Arch Decision #1
Should the reference kernel use a single virtual address space?
Added by Phil Garcia about 3 years ago. Updated by Phil Garcia about 3 years ago.
| Status: | Under Discussion | ||
| Assignee: | - |
Problem Description
Single virtual address space or seperate virtual address spaces for all processes?
Resolution
Factors
| # | Status | Factors (in order of importance) | |
|---|---|---|---|
| 1 | Under Discussion | ||
Strategies
| # | Rejected? | Short name | Summary |
|---|
Issues
| # | Relation to AD | Status | Redmine Issue or External URL |
|---|
Discussion
Re: Should the reference kernel use a single virtual address space? - Added by Simon Wollwage about 3 years ago
I would vote for it, as it implies a heavy relief for the TLB and seems easy to implement (compared to the other models).
Re: Should the reference kernel use a single virtual address space? - Added by Ben Kloosterman about 3 years ago
Single address space is easier until you have to implement shared assemblies than it prob is about the same difficulty but shared assemblies are a long way off. Note another debate is whether you patch address on loading apps into user address space even if you use VM since it means no remapping of pages on context switch.
Note it is not just the full TLB and cache flush.
As a reference model there are benefits to simplicity .
Obviously im biased here since my Kernel will not have VM :-)
It also heavily depends on your OS and esp IPC design , my OS is a deeply asyncronous keneless design running lots of single threaded services. Which means that you are context switching VERY often and have very little static data. A more traditional monolihic OS would have a lot less switches.
Anyway there is a strong case for a flexible MM interface so you can do both in the long term.
Issue is not just TLB . cache flush - Added by Ben Kloosterman about 3 years ago
The price is not just the TLB / cache flush ..
1. TLB misses need to be handled. This requires getting the process id. I think TLB hit rates are 95-98%. With misses often costing a 100 cycles or more. Highly asyncronus systems will have much higher TLB miss rates.
2. Copying memory from private pages from one process to another (without shared mem) requires an intermediate buffer. This is a big issue with IPC /kernel calls.
3. Page table memory usage.
4. Normally, the entries in the x86 TLBs are not associated with any address space. Hence, every time there is a change in address space, such as a context switch, the entire TLB has to be flushed. Maintaining a tag which associates each TLB entry with an address space in software and comparing this tag during TLB lookup and TLB flush is very expensive, especially since the x86 TLB is designed to operate with very low latency and completely in hardware. Without such a tag you cannot run 2 process on the same core at the same time ( you need to stage them and flush the TPB in between).
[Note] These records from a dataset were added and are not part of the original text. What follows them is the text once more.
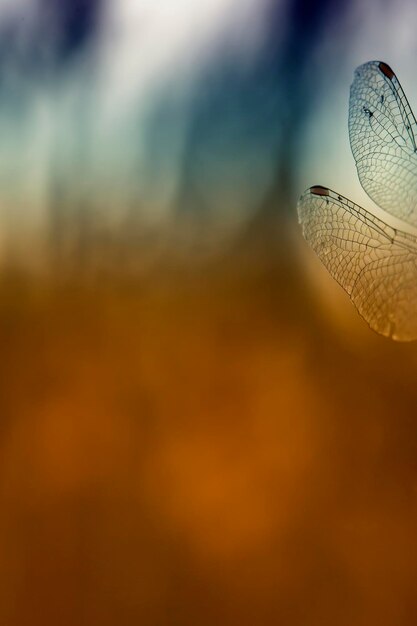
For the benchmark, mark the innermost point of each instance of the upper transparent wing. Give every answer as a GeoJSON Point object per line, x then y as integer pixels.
{"type": "Point", "coordinates": [383, 131]}
{"type": "Point", "coordinates": [374, 263]}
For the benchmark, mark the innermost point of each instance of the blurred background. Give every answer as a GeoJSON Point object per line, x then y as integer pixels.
{"type": "Point", "coordinates": [196, 426]}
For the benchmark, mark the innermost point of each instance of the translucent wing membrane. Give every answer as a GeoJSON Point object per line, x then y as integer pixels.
{"type": "Point", "coordinates": [383, 131]}
{"type": "Point", "coordinates": [374, 263]}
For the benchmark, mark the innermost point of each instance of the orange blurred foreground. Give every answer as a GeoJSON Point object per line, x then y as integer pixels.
{"type": "Point", "coordinates": [195, 447]}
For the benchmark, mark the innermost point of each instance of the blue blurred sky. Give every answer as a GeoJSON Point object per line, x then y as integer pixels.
{"type": "Point", "coordinates": [175, 106]}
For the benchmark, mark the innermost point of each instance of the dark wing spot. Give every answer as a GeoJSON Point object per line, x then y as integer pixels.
{"type": "Point", "coordinates": [318, 190]}
{"type": "Point", "coordinates": [386, 70]}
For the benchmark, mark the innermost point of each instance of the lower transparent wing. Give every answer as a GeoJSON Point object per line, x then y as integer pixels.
{"type": "Point", "coordinates": [383, 137]}
{"type": "Point", "coordinates": [374, 263]}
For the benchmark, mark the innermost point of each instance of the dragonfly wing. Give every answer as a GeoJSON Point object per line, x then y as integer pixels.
{"type": "Point", "coordinates": [374, 263]}
{"type": "Point", "coordinates": [383, 131]}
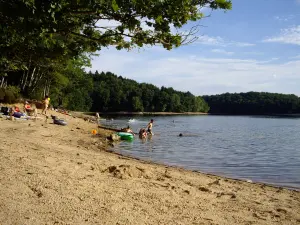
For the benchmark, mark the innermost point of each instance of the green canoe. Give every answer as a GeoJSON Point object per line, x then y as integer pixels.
{"type": "Point", "coordinates": [125, 136]}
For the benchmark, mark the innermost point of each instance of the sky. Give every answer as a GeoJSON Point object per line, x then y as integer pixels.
{"type": "Point", "coordinates": [253, 47]}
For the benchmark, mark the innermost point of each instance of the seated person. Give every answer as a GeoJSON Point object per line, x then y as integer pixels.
{"type": "Point", "coordinates": [142, 133]}
{"type": "Point", "coordinates": [17, 109]}
{"type": "Point", "coordinates": [31, 111]}
{"type": "Point", "coordinates": [127, 130]}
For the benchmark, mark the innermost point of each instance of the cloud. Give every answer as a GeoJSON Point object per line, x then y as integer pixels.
{"type": "Point", "coordinates": [202, 75]}
{"type": "Point", "coordinates": [287, 36]}
{"type": "Point", "coordinates": [285, 18]}
{"type": "Point", "coordinates": [222, 51]}
{"type": "Point", "coordinates": [295, 57]}
{"type": "Point", "coordinates": [218, 41]}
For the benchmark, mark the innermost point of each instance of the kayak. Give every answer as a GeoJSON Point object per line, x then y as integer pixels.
{"type": "Point", "coordinates": [125, 136]}
{"type": "Point", "coordinates": [59, 122]}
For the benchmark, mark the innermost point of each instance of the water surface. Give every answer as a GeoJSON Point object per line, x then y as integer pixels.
{"type": "Point", "coordinates": [262, 149]}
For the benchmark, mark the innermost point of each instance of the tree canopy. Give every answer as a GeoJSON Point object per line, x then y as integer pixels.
{"type": "Point", "coordinates": [46, 44]}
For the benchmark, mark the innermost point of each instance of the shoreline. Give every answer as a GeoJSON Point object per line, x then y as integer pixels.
{"type": "Point", "coordinates": [146, 113]}
{"type": "Point", "coordinates": [292, 188]}
{"type": "Point", "coordinates": [296, 115]}
{"type": "Point", "coordinates": [64, 175]}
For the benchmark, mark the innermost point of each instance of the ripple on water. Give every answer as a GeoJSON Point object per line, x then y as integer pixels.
{"type": "Point", "coordinates": [263, 149]}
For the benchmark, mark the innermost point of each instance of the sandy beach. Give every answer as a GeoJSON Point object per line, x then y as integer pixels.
{"type": "Point", "coordinates": [51, 174]}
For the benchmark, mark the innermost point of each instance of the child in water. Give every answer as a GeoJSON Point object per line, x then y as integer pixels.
{"type": "Point", "coordinates": [149, 127]}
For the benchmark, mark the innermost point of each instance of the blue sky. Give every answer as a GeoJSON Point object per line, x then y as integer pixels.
{"type": "Point", "coordinates": [253, 47]}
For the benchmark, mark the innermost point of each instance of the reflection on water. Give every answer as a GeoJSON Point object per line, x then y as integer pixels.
{"type": "Point", "coordinates": [257, 148]}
Note Hyper threading shares the same TLB so you are limited to running 2 threads within a single process ( unless you can solve the above get pid / use tag issue) where in a system with no VMM each HT thread can run a different process.
5. Managing VM and Page Tables between Cores is a pain ...
Also note
In 2008, both Intel (Nehalem)[6] and AMD (SVM)[7] have introduced tags as part of the TLB entry and dedicated hardware which checks the tag during lookup. Even though these are not fully exploited, it is envisioned that in the future, these tags will identify the address space to which every TLB entry belongs. Thus a context switch will not result in the flushing of the TLB - but just changing the tag of the current address space to the tag of the address space of the new task. ( But the HT issue still exists)
Re: Should the reference kernel use a single virtual address space? - Added by Ben Kloosterman about 3 years ago
I think its viable to not share the code that accesses static data and then patch it.
eg
Shared Assembly is sompiled into 2 x86 libs made up of
Shared Code
Static user access stub .
Methods that access static data code are hence not shared..
This would remove the performance overhead for shared statics vs increasing memory usage. It may be more appropriate for traditional / monolithic OS which has more static code rather than a Minix style Micro Kernel.
Issue is not just TLB . cache flush - Added by Phil Garcia about 3 years ago
Ben Kloosterman wrote:
The price is not just the TLB / cache flush ..
1. TLB misses need to be handled. This requires getting the process id. I think TLB hit rates are 95-98%. With misses often costing a 100 cycles or more. Highly asyncronus systems will have much higher TLB miss rates.
Just a correction: On the x86/x64 platform TLB misses are completely handled by the hardware. The cost is two-three additional memory lookups on the Page Directory and Page Tables by the CPU.